Przez piętnaście lat był, po prostu był, a teraz go nie ma. Niektórzy ludzie mówią “ to przecież tylko pies”. Tak, to był pies, ale nie “tylko”. Nie rozumieją smutku i łez po stracie pupila, ale sami beczą po tym, jak telefon wpadnie im do kibla. I kto tu jest dziwakiem?
Kochajmy i dbajmy o naszych pupili najlepiej jak to możliwe. Nigdy nie wiemy, ile zostało nam jeszcze czasu. Ja swojego pieska zapamiętam, jako szczęśliwego pieszczocha, ale i irytującego “złodzieja”. Kiedyś czuję, że przyjdzie czas na przygarnięcie zwierzaka, jednak trzeba dać sercu czas na regenerację.
2 komentarze
agnes1709
Cholernie smutna sprawa Bardzo dobrze znam ten ból.
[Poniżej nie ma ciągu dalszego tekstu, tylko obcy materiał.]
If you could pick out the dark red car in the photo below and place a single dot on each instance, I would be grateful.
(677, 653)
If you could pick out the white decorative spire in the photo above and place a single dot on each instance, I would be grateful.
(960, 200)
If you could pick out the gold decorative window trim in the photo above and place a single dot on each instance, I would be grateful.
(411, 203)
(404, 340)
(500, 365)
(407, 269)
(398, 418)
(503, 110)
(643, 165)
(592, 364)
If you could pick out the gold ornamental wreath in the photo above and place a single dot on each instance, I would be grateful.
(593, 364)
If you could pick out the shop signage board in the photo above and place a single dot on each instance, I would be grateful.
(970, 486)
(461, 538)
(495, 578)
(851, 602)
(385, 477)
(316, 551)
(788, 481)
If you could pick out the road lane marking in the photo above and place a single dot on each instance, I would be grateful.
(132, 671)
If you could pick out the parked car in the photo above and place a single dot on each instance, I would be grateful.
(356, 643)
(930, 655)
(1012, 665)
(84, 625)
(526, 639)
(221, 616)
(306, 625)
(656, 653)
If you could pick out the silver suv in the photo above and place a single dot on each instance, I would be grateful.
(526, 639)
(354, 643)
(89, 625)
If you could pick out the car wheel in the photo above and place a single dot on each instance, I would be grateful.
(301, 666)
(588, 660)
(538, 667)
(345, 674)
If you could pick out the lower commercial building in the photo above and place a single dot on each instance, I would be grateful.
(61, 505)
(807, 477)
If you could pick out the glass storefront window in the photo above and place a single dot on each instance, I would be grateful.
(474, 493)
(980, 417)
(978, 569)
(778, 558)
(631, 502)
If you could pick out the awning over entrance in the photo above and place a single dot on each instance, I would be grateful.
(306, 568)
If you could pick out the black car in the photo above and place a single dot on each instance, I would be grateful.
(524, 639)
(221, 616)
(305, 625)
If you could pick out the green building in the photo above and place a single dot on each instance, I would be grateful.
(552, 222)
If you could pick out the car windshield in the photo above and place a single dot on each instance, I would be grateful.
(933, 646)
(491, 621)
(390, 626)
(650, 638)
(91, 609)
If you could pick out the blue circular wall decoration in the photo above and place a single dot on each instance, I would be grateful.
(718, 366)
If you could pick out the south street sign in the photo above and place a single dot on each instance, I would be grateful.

Na szczęście czas goi rany, więc musisz uzbroić się w cierpliwość, a będzie tylko lepiej
AuRoRa
Ktoś kiedyś napisał, że jedyną wadą psa jest to, że tak krótko żyje. To smutne, kiedy odchodzi, ale pozostaje w sercu. Niby wiemy, że ten moment kiedyś nadejdzie, ale nie przyjmujemy tego do świadomości. Doskonale rozumiem żal, smutek. Też straciłam zwierzaka, więc wiem jaki to ból. Pozdrawiam
misia201603
@AuRoRa Dokadnie. Nie dociera do mnie , ze Bojar umarł po części też ze starości, bo miał już prawie 16 lat. Dla mnie ten czas minął nawet nie wiem kiedy, on zawsze był i był, a teraz go nie ma... Jest to bardzo ciężkie.